Tuesday, May 1, 2012

Even So

I can't imagine what it must be like never to be in the grip of a compulsion which cannot be indulged; worse yet, never to be owned by a compulsion.

Here's the thing.

I've been a knitter for most of my life. I don't remember ever not knitting, or learning to knit. It's as eating: something that should be done every so often to stay healthy; unlike eating you cannot over-knit. Well, maybe you can. I'm thinking of carpal tunnel injuries and the like.

Anyway, suffice it to say that I knit things, and I don't always knit them serially (or for that matter to completion, but that's another matter best left to discussions of my Bermuda Rectangle of Unfinished Projects) and that means that they need to be in bags. Plastic-ish bags will do, but for schlepping, tote bags are The Bomb.

I have a few. Quite a few. 

I have classic tote bags upon which reusable grocery bags are modelled.

I have bags with zippers, with pockets, big bags, less big bags, bags with excellent handles, bags with annoying handles, and I've even made a few (and blogged about weaving the strap for one).

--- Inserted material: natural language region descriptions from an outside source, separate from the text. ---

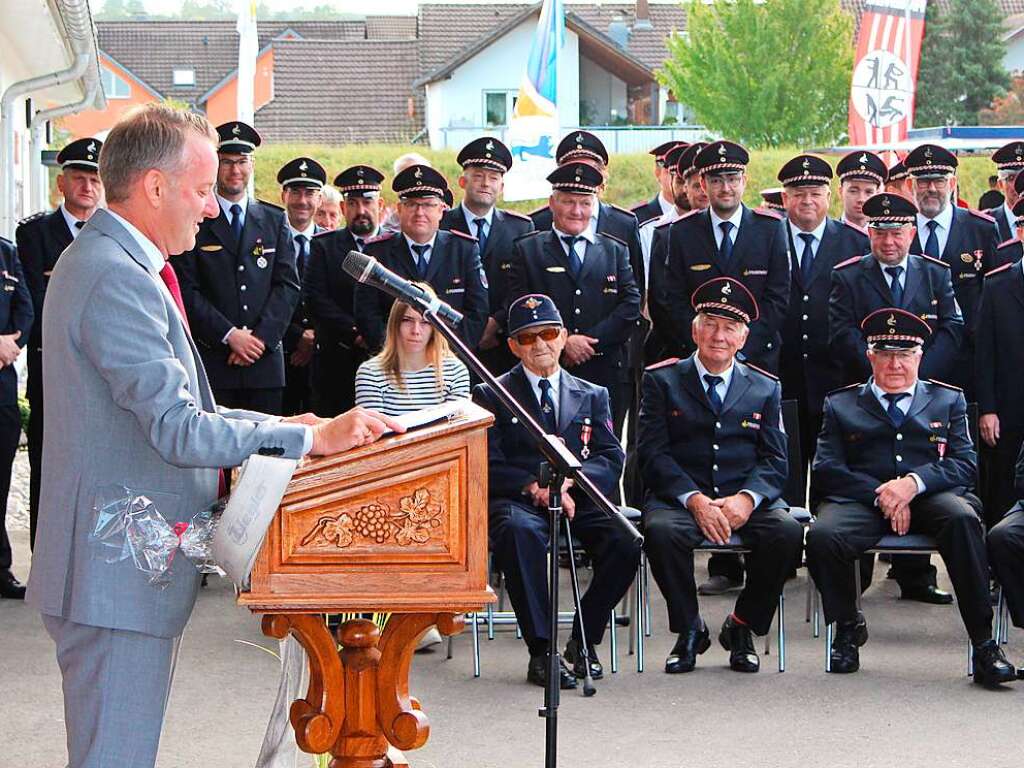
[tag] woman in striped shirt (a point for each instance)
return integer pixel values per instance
(414, 371)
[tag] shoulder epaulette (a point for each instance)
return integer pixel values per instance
(761, 371)
(1000, 268)
(516, 215)
(947, 386)
(855, 227)
(612, 237)
(33, 217)
(463, 235)
(934, 260)
(627, 211)
(845, 387)
(662, 364)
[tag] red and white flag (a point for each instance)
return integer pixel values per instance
(885, 73)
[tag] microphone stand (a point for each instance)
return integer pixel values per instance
(559, 463)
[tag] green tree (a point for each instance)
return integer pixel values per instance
(961, 62)
(765, 72)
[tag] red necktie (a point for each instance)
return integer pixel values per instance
(171, 281)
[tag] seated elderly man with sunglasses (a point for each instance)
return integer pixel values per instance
(579, 413)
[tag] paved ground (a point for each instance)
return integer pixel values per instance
(910, 705)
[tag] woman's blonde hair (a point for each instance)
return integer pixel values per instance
(388, 358)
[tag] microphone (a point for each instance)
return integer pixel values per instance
(365, 268)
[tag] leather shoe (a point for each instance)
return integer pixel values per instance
(573, 656)
(537, 673)
(738, 640)
(683, 656)
(990, 665)
(719, 585)
(10, 588)
(845, 651)
(930, 594)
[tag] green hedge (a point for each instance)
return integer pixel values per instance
(630, 181)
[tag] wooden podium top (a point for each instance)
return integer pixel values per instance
(398, 525)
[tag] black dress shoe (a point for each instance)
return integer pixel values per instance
(10, 588)
(849, 637)
(930, 594)
(683, 656)
(738, 640)
(990, 665)
(573, 656)
(537, 673)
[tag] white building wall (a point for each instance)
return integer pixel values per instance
(458, 101)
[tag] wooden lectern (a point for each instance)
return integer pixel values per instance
(400, 526)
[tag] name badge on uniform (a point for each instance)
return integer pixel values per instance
(585, 433)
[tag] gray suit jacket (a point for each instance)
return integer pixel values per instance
(127, 403)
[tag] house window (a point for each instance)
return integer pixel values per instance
(114, 87)
(183, 78)
(498, 107)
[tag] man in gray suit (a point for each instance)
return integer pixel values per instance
(130, 404)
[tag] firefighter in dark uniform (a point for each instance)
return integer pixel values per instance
(714, 459)
(484, 162)
(329, 292)
(1009, 161)
(301, 181)
(588, 275)
(1000, 408)
(895, 455)
(41, 239)
(665, 201)
(16, 317)
(240, 284)
(578, 412)
(963, 239)
(890, 275)
(449, 261)
(816, 244)
(754, 252)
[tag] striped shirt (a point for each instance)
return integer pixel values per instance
(376, 390)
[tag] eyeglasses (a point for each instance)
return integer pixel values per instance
(527, 338)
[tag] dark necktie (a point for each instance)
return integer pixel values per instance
(806, 258)
(303, 242)
(421, 259)
(548, 407)
(932, 244)
(171, 281)
(237, 222)
(574, 262)
(895, 415)
(725, 250)
(713, 398)
(481, 235)
(894, 285)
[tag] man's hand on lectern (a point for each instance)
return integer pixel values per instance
(353, 428)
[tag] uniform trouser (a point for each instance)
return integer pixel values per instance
(997, 468)
(10, 430)
(116, 686)
(843, 531)
(671, 535)
(1006, 555)
(297, 390)
(519, 543)
(265, 400)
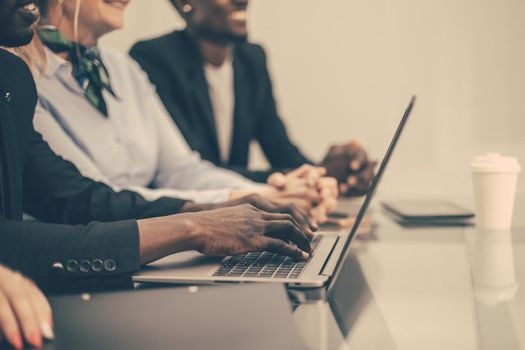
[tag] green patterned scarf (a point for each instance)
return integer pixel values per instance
(88, 68)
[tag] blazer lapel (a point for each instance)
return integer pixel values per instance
(201, 99)
(3, 156)
(199, 95)
(242, 118)
(10, 182)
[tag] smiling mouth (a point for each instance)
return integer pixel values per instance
(239, 15)
(29, 11)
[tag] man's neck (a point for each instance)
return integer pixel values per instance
(213, 53)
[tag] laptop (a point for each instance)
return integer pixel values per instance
(328, 250)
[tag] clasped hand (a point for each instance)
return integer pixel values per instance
(308, 188)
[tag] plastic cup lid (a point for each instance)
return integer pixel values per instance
(495, 163)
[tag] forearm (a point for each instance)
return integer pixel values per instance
(160, 237)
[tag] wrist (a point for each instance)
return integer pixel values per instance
(190, 207)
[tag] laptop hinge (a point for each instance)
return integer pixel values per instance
(330, 263)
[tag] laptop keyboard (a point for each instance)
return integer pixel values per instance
(264, 264)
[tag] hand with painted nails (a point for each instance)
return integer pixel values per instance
(25, 314)
(350, 165)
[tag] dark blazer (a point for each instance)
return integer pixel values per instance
(35, 180)
(176, 67)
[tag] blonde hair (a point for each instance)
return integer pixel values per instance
(34, 55)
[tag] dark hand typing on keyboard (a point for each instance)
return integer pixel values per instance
(247, 228)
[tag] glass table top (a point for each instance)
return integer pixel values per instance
(424, 288)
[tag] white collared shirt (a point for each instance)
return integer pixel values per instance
(138, 147)
(222, 96)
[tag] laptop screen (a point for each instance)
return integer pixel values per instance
(370, 194)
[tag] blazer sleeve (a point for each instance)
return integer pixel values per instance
(55, 191)
(65, 258)
(275, 142)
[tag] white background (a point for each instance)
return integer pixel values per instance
(345, 69)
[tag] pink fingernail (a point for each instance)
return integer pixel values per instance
(35, 340)
(16, 340)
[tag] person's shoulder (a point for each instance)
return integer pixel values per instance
(12, 63)
(14, 71)
(157, 44)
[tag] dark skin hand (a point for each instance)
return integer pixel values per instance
(301, 218)
(352, 168)
(245, 228)
(225, 231)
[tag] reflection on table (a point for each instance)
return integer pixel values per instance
(424, 288)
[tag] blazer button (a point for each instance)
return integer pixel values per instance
(72, 265)
(85, 266)
(97, 265)
(57, 266)
(110, 265)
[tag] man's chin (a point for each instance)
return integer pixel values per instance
(16, 39)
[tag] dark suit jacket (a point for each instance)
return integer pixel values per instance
(175, 65)
(34, 180)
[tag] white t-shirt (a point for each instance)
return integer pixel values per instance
(221, 89)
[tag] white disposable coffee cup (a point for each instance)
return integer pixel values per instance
(495, 179)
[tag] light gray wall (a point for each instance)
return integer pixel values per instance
(345, 69)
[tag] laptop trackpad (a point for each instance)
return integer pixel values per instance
(183, 261)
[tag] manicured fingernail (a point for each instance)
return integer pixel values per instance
(352, 180)
(16, 341)
(355, 165)
(47, 331)
(35, 340)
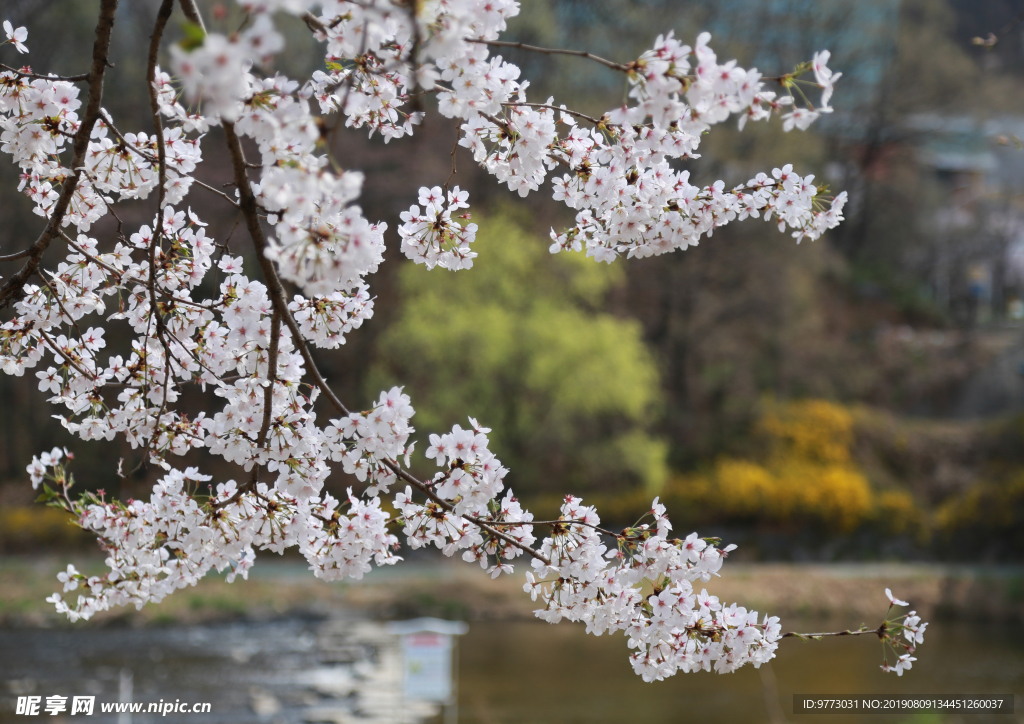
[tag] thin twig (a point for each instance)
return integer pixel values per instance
(276, 293)
(12, 287)
(625, 68)
(34, 76)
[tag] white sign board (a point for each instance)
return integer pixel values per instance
(427, 659)
(427, 647)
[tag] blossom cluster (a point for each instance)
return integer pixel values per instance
(195, 318)
(433, 238)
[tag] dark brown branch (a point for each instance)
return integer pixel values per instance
(271, 377)
(19, 255)
(12, 287)
(34, 76)
(190, 11)
(625, 68)
(276, 293)
(880, 632)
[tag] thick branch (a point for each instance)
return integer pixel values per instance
(276, 292)
(35, 76)
(12, 287)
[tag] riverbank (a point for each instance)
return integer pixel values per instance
(427, 586)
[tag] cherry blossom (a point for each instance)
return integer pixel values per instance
(196, 320)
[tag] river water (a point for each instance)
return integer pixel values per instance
(348, 670)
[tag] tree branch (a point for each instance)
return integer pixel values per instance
(12, 287)
(625, 68)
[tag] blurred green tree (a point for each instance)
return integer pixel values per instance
(567, 388)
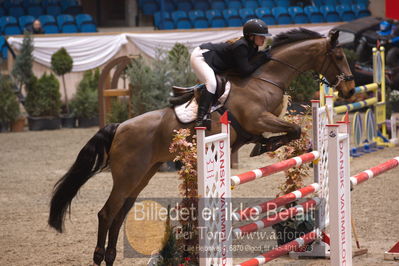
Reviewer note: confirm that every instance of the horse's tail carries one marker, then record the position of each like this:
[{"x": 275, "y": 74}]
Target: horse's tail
[{"x": 90, "y": 160}]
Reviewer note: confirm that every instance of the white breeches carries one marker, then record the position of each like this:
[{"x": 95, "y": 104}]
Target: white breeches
[{"x": 203, "y": 71}]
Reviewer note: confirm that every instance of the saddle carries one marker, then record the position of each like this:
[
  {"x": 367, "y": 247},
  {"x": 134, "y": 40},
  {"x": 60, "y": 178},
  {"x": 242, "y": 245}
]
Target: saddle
[{"x": 184, "y": 99}]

But I need another bag for travelling.

It should hold a tiny fold-up umbrella, some knitting (obviously), my iPad (because that's not getting left in a hotel room somewhere behind the erstwhile Iron Curtain), a light sweater or shirt, possibly a water bottle, and some other vitally important things which are currently eluding me.

It needs to be secure.

It shouldn't hurt my neck or shoulder by the end of the day.

A backpack.

The iPad will have its own cleverly concealed pocket that cannot be opened unless it is not on my back, there can be an easily accessible side pocket for the water bottle and another for the umbrella, a few more pockets inside and out for those other things I can't remember, and it should be light and not scratchy.
Oh yes, I'll have to make it.

Turns out I have some pale grey Ultrasuede which turned out to be not very suitable as outerwear, decent actually for sofa cushions, but the pale grey didn't seem like it had a purpose at the time, bargain though it was.

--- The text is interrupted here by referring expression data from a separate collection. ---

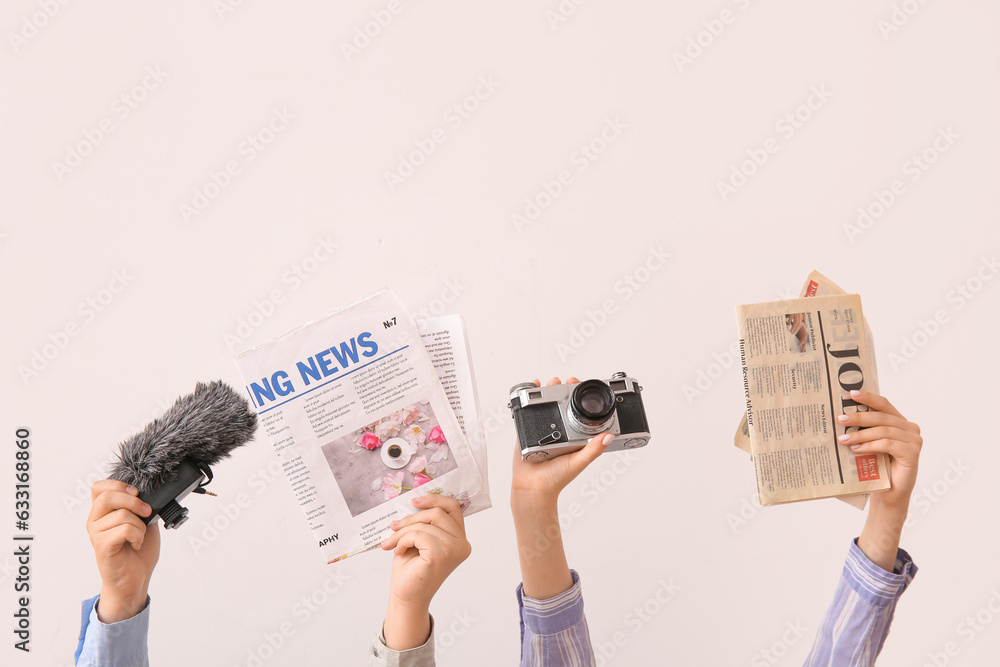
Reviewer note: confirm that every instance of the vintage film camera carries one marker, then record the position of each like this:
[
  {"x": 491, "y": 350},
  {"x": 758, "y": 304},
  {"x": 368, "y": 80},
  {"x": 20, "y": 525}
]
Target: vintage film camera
[{"x": 561, "y": 418}]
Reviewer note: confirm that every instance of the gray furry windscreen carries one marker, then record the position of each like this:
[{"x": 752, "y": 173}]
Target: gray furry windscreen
[{"x": 204, "y": 426}]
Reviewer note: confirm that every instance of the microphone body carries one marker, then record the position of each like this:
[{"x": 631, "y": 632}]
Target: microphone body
[{"x": 172, "y": 456}]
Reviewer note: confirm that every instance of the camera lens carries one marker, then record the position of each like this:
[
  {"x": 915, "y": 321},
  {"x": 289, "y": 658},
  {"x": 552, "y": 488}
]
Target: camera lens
[{"x": 592, "y": 406}]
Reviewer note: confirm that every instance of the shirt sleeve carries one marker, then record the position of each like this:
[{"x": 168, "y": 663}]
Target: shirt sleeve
[
  {"x": 379, "y": 655},
  {"x": 857, "y": 622},
  {"x": 554, "y": 632},
  {"x": 121, "y": 644}
]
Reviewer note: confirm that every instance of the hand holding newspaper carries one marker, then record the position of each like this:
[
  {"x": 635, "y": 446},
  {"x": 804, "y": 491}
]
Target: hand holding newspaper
[
  {"x": 358, "y": 415},
  {"x": 801, "y": 358},
  {"x": 819, "y": 285}
]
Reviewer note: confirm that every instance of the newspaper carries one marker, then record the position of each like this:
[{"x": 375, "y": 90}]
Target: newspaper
[
  {"x": 354, "y": 408},
  {"x": 447, "y": 342},
  {"x": 819, "y": 285},
  {"x": 800, "y": 359}
]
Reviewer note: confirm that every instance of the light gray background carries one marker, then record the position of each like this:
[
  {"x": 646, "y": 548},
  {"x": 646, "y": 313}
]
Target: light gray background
[{"x": 446, "y": 234}]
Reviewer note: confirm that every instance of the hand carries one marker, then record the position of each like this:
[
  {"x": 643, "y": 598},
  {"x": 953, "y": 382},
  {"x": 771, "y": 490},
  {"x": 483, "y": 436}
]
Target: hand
[
  {"x": 539, "y": 484},
  {"x": 126, "y": 549},
  {"x": 885, "y": 430},
  {"x": 427, "y": 547},
  {"x": 534, "y": 502}
]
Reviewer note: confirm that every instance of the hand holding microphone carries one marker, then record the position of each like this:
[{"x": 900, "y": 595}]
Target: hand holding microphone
[
  {"x": 156, "y": 468},
  {"x": 125, "y": 547}
]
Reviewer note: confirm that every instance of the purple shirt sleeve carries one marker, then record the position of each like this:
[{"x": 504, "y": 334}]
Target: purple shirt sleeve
[
  {"x": 857, "y": 622},
  {"x": 554, "y": 632}
]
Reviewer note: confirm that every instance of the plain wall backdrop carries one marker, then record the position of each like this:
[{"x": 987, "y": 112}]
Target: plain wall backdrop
[{"x": 594, "y": 186}]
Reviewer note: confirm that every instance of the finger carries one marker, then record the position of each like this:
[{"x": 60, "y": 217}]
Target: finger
[
  {"x": 449, "y": 505},
  {"x": 875, "y": 402},
  {"x": 116, "y": 518},
  {"x": 434, "y": 516},
  {"x": 423, "y": 536},
  {"x": 904, "y": 452},
  {"x": 877, "y": 433},
  {"x": 112, "y": 540},
  {"x": 869, "y": 419},
  {"x": 580, "y": 459},
  {"x": 100, "y": 486},
  {"x": 110, "y": 501}
]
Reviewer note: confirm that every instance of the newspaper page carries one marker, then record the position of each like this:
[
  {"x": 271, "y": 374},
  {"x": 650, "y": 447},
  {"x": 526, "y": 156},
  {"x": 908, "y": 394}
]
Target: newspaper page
[
  {"x": 446, "y": 340},
  {"x": 358, "y": 418},
  {"x": 800, "y": 360},
  {"x": 819, "y": 285}
]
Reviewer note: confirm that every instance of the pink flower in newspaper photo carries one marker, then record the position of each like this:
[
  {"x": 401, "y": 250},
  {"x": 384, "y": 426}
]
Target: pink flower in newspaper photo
[
  {"x": 392, "y": 485},
  {"x": 408, "y": 415},
  {"x": 418, "y": 464},
  {"x": 437, "y": 435},
  {"x": 387, "y": 428},
  {"x": 414, "y": 435},
  {"x": 370, "y": 441}
]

My fabric cupboard has plenty of scraps which were too big to toss but too small to make into clothing; these are perfect for pocket linings. The polar fleece-adjacent fabric that I bought to make a baby blanket for a co-worker whose child can probably write full sentences by now is perfect for soft, lightweight padding.

All I needed were an assortment of coloured (why not?) zippers, woven belting for the straps (I hate turning long skinny things) and some few items from the handbag-making section of the fabric store (feet, buckles).

I will have the perfect travel backpack.

I think it might need a detachable shoulder strap too, just in case.